Wędrówka po internecie potrafi zaprowadzić nas czasem w naprawdę mroczne zaułki internetu. Można jednak w tych odwiedzinach, w tych zboczenia z głównej, wydeptanej ścieżki wyciągnąć coś pozytywnego - nawet jeśli nurt sieci zaprowadzi nas w prawdziwie opuszczone przez Boga miejsce. Takie na przykład, jak strona internetową tygodnika NIE.
Co nie jest zbyt zaskakujące, redaktor naczelny tego pisma Jerzy Urban opublikował swój tekst na temat zmarłego wczoraj gen. Wojciecha Jaruzelskiego. I choć tekst jest wszystkim tym, czego można było się spodziewać po tym autorze i po tym temacie, okazuje się, że można w nim znaleźć rzeczy pozytywne. Jak np. sporą dawkę absurdalnego, choć niezamierzonego humoru.

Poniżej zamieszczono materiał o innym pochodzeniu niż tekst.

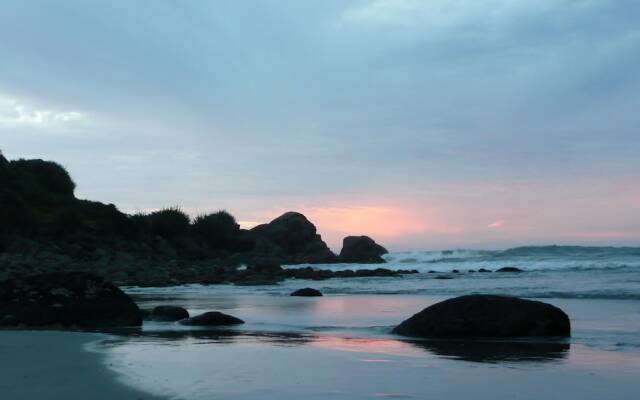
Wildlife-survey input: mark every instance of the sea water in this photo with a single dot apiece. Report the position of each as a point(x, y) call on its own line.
point(339, 346)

Jak np. w tym fragmencie:
Powiem ostrożnie, że Jaruzelskiego uważam za jednego z największych polskich polityków, ale naprawdę On przerastał wszystkich: Stanisława Augusta, Wielopolskiego, Piłsudskiego. Owszem, Marszałek odparł bolszewików, a Generał się o nich oparł. Obaj dla kraju zrobili, co w ich mocy było. Jednakże mając władzę, Piłsudski ewoluował od demokraty do autokraty. Polityczna droga Generała Jaruzelskiego biegła przeciwstawnie.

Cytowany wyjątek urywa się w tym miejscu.